Bobby plodded down the hallway to his room and closed the door.  He lifted the window over his bed and rested his arms on the sill, staring up at the stars.  The sky was littered with the sparkling lights, teasing him with their freedom.  He wanted to run away and live in California with his cousins.  City lights twinkled like the stars.  He’d have cable television and high-speed internet.  Maybe even a cell phone.

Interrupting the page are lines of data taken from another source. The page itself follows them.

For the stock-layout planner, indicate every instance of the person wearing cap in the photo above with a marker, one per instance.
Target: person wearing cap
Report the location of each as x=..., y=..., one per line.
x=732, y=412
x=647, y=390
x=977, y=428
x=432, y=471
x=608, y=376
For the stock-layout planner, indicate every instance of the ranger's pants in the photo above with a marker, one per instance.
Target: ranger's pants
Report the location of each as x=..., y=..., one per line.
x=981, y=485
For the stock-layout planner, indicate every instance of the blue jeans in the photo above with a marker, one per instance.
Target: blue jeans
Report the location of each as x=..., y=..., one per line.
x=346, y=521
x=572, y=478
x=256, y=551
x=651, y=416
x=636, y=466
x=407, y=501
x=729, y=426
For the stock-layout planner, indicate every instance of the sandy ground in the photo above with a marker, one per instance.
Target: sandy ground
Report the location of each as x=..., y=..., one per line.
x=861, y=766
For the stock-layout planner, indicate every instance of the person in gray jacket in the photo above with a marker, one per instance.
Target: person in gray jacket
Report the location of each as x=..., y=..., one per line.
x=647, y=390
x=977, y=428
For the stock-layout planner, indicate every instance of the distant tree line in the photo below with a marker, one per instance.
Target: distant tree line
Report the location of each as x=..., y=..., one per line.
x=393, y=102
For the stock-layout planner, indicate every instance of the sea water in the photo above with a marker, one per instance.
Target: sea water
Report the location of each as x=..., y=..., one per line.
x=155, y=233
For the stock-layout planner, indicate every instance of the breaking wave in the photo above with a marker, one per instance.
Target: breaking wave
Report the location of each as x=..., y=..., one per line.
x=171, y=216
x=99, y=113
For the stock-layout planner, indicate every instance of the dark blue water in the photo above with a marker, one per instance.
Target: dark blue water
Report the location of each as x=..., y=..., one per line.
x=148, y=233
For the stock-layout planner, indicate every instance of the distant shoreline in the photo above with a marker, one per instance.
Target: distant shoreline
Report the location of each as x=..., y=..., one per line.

Something rustled through the corn, interrupting Bobby’s train of thought.  He frowned, scanning the area.  It was probably just the wind.  A chill shot down his spine and Bobby pulled the window closed.  He yanked his drape across the glass and settled back on his bed.  For a minute, he thought about looking for his folks, but talked himself out of it.  He was twelve now.  The last thing he needed was his Mom telling people about what a cute “boy” he was.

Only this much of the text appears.